The 180m-long pedestrian and cycle bridge came into use a few weeks before the official handover. Construction had started in 2011 and it had originally been intended to open in 2013, but suffered delays.
“The varying geometry and support conditions, as well as the interaction between the steel and concrete structures, makes the bridge a very complex design and it faced many different challenges – from the bankruptcy of the entrepreneur to flooding of the engine room and a few operational issues,” said Flint & Neill director Ian Firth. “To see the beauty and functionality of it today and to realise that many Copenhageners and tourists have been quick to adopt the bridge and appreciate the efficient connection between the vital areas of the city, is a great joy.

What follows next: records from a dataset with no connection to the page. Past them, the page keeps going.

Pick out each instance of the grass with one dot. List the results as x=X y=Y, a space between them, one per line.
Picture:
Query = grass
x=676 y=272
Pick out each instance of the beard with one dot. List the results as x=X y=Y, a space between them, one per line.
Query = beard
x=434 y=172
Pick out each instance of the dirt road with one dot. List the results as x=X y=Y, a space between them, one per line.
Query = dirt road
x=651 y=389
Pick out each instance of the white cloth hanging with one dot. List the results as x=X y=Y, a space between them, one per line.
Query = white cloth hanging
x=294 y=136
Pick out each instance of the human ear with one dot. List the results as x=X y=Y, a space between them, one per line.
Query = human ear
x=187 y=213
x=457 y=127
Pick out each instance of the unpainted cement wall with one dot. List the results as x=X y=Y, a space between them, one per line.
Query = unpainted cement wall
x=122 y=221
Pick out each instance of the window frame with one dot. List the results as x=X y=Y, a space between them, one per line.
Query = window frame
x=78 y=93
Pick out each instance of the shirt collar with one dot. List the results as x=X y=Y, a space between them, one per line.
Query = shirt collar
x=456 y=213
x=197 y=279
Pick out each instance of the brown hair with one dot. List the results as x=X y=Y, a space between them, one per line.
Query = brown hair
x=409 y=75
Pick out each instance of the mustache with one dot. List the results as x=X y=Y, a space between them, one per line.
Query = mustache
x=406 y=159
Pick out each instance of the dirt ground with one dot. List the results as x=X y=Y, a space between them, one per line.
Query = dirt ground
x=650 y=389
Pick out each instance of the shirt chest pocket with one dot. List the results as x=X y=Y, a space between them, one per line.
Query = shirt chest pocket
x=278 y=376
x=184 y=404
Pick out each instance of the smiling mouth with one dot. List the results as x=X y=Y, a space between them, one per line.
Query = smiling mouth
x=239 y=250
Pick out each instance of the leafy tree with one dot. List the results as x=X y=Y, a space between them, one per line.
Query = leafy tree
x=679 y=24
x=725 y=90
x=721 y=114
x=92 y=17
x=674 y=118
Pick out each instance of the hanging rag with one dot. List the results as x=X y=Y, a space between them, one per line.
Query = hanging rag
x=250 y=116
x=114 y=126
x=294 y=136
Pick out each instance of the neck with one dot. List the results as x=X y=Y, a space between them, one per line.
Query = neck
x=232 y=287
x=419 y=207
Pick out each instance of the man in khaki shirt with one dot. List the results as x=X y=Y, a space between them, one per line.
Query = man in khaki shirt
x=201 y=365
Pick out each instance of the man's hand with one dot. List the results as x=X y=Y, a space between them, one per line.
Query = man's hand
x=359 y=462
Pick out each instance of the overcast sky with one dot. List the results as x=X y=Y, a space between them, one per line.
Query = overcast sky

Flint & Neill was the design team lead and carried out the structural engineering design. Architect for the bridge was Studio Bednarski and Hardesty & Hanover was responsible for the mechanical and electrical engineering design. Cowi provided local client liaison and engineering support.
Innovative features include the sliding span. The bridge is a series of hollow boxes - the middle part is a hollow steel box that slides backward and forwards between the outer parts. This was only possible because the width of the harbour is much greater than the width of the navigation channel, which provided enough room for the steel spans to pull back out of the way when ships pass by. The two moving steel sections are 8m wide.
Other noteable features include the use of thin steel plate, which is only 10mm thick in most places but it has stiffeners inside to stop it from bending and buckling under load.